Lobo Aquifer water levels decline 3 acre feet since 2015

By Edna Clark

This unsettling news was presented to the Culberson County Groundwater Conservation District (CCGCD) during its regularly scheduled meeting on Wednesday, October 12.  Measurements to determine the Lobo Aquifer water levels were taken in water wells located near the center of the Lobo Valley.  The water level has declined 3 acre feet since 2015.

Dr. Al Blair presented the annual Lobo Aquifer assessment to District members and related the primary factors considered in the assessment.  Those factors are the amount of irrigated land; the estimated volume of water pumped by crop; the metered volume of pumped water; water level changes; comparisons of DFCs; and the measured rates.

An aquifer is an underground storehouse of Earth’s water and is depended upon by people all over the world for their daily lives.  In areas such as the Lobo Valley in West Texas, such a decline in the water levels can be catastrophic if corrective measures are not taken to allow refilling of the aquifer.

Recent rains that have fallen will help; however, the rain water must filter through rock layers to reach the aquifer.  That process, according to General Manager Summer Webb, can take years to take effect.  Ms. Webb will be reaching out to landowners and consumers of the Lobo Aquifer for assistance in making changes to prevent the aquifer’s running dry.

In other business, after public hearings, the District approved a settlement that had been reached between Forrest Perry and George Strickhausen and other parties.  Perry had previously petitioned the district in HUPP004A for an increase in water use in the Wildhorse Flat Aquifer district.  Strickhausen and parties had filed protests to prevent the increase.  The agreement will allow Perry to produce groundwater at a rate of 2200 gallons per minute and a total of 125 acre feet annually for Municipal and Industrial Use from the Wildhorse Flat Aquifer.

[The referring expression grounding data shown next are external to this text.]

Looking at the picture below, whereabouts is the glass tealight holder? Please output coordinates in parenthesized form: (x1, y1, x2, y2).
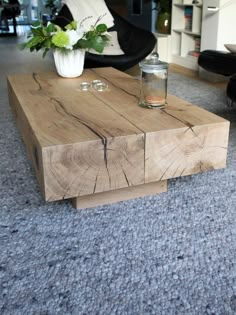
(80, 81, 91, 91)
(139, 54, 168, 109)
(94, 82, 108, 91)
(92, 79, 102, 88)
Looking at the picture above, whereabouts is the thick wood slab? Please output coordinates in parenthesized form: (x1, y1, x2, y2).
(7, 68, 230, 203)
(145, 103, 229, 182)
(72, 180, 167, 209)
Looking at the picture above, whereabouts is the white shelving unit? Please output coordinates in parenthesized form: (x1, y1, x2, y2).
(171, 0, 203, 70)
(154, 33, 172, 63)
(171, 0, 236, 71)
(201, 0, 236, 51)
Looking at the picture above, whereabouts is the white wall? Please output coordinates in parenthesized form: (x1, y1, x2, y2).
(201, 0, 236, 51)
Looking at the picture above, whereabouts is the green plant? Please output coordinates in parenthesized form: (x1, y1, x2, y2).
(19, 18, 110, 57)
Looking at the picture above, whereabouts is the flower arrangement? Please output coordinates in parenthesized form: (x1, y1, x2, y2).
(20, 17, 111, 57)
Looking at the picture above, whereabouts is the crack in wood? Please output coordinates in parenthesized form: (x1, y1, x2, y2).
(120, 150, 136, 167)
(159, 158, 177, 180)
(120, 163, 130, 186)
(93, 170, 100, 194)
(51, 97, 105, 139)
(208, 145, 227, 149)
(49, 96, 111, 173)
(199, 161, 203, 173)
(30, 77, 111, 165)
(62, 180, 75, 200)
(106, 161, 111, 189)
(101, 147, 135, 167)
(173, 163, 182, 177)
(184, 126, 202, 141)
(75, 166, 91, 197)
(162, 144, 180, 159)
(46, 195, 55, 202)
(32, 73, 42, 90)
(180, 167, 186, 176)
(48, 163, 91, 200)
(89, 91, 144, 134)
(48, 121, 61, 129)
(32, 74, 141, 191)
(102, 137, 108, 168)
(162, 109, 194, 128)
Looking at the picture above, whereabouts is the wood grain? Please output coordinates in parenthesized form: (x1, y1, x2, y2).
(145, 101, 230, 182)
(7, 68, 230, 204)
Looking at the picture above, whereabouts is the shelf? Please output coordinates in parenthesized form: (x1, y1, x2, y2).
(173, 29, 201, 36)
(172, 0, 236, 70)
(171, 0, 202, 69)
(172, 54, 199, 70)
(173, 0, 202, 5)
(174, 3, 202, 8)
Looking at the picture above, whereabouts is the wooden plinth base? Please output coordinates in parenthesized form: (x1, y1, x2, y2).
(71, 180, 167, 209)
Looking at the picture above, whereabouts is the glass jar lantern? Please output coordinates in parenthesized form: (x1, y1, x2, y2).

Susan Strasser petitioned the District for out of district groundwater to be sold to various road repair companies.  Mrs. Webb advised the District that Ms. Strasser’s application was administratively complete; however, Ms. Strasser does not have signed contracts with potential customers.  Dr. Blair and the District advised that individual signed contracts must be presented before her request would be approved.  No more than 25 acre feet of groundwater is to be used annually for her enterprise; otherwise, public hearing procedures must be followed.

The next regularly scheduled meeting of the CCGCD and Ms. Strasser’s public hearing, if necessary, will be held on November 09, 2016.